Bentivegna Kathryn, Durante Amanda, Livingston Nina, Hunter Amy A
Department of Community Medicine and Healthcare, University of Connecticut, Farmington, Connecticut.
Department of Pediatrics, University of Connecticut School of Medicine, Connecticut Children's Medical Center, Hartford, Connecticut.
J Emerg Med. 2019 Jun;56(6):719-726. doi: 10.1016/j.jemermed.2019.03.022. Epub 2019 Apr 22.
Child sexual abuse (CSA) is poorly identified due to its hidden nature and difficulty surrounding disclosure. Surveillance using emergency department (ED) data may identify victims and provide information on their demographic profile.
Study aims were to calculate the prevalence of visits assigned an explicit or suggestive medical diagnosis code (International Classification of Diseases, Ninth Revision, Clinical Modification [ICD-9-CM]) for CSA and compare the demographic profile of ED visits by coding type.
This study examined ED data for children < 10 years of age in Connecticut from 2011 to 2014. Cases involving CSA were identified using explicit and suggestive ICD-9-CM codes and age qualifiers previously established in the literature, and compared across visit characteristics (age, race/ethnicity, sex, and primary insurance payer, and town group).
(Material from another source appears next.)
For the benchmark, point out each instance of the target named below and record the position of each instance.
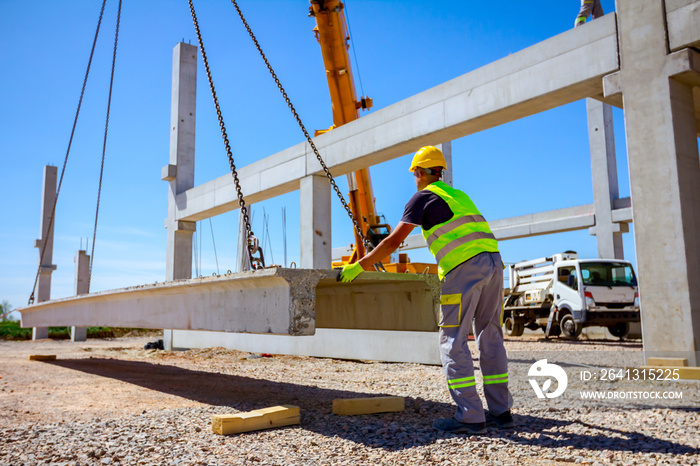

ICD-9-CM codes for explicit CSA were identified in 110 ED visits, or 1.7 per 10,000 total ED visits. Inclusion of ICD-9-CM codes for suggestive CSA identified an additional 630 visits (9.7 per 10,000 visits). Suggestive codes identified proportionally more visits of younger (50% vs. 38%) and male (35% vs. 22%) children, compared with the explicit code (p < 0.05).
This study demonstrates one method for identifying CSA cases, which has the potential to increase surveillance of victims in the ED. Results imply that explicit codes alone may overlook most cases, whereas use of suggestive codes may identify additional cases, and proportionally more young and male victims. As the health consequences of CSA are severe, innovative forms of surveillance must be explored to detect a higher number of cases and improve the clinical care of patients.
儿童性虐待(CSA)因其隐蔽性以及披露方面的困难而难以被识别。利用急诊科(ED)数据进行监测可能会识别出受害者,并提供有关其人口统计学特征的信息。
研究目的是计算被分配明确或暗示性医学诊断代码(《国际疾病分类,第九版,临床修订本》[ICD-9-CM])的CSA就诊患病率,并按编码类型比较急诊科就诊的人口统计学特征。
本研究检查了2011年至2014年康涅狄格州10岁以下儿童的急诊科数据。使用文献中先前确定的明确和暗示性ICD-9-CM代码及年龄限定词来识别涉及CSA的病例,并对就诊特征(年龄、种族/民族、性别、主要保险支付方和城镇分组)进行比较。
在110次急诊科就诊中识别出明确CSA的ICD-9-CM代码,即每10000次急诊科就诊中有1.7次。纳入暗示性CSA的ICD-9-CM代码又识别出630次就诊(每10000次就诊中有9.7次)。与明确代码相比,暗示性代码识别出的年龄较小(50%对38%)和男性(35%对22%)儿童就诊比例更高(p<0.05)。
本研究展示了一种识别CSA病例的方法,该方法有可能加强对急诊科受害者的监测。结果表明,仅使用明确代码可能会忽略大多数病例,而使用暗示性代码可能会识别出更多病例,且年龄较小和男性受害者的比例相对更高。由于CSA对健康造成严重后果,必须探索创新形式的监测,以发现更多病例并改善患者的临床护理。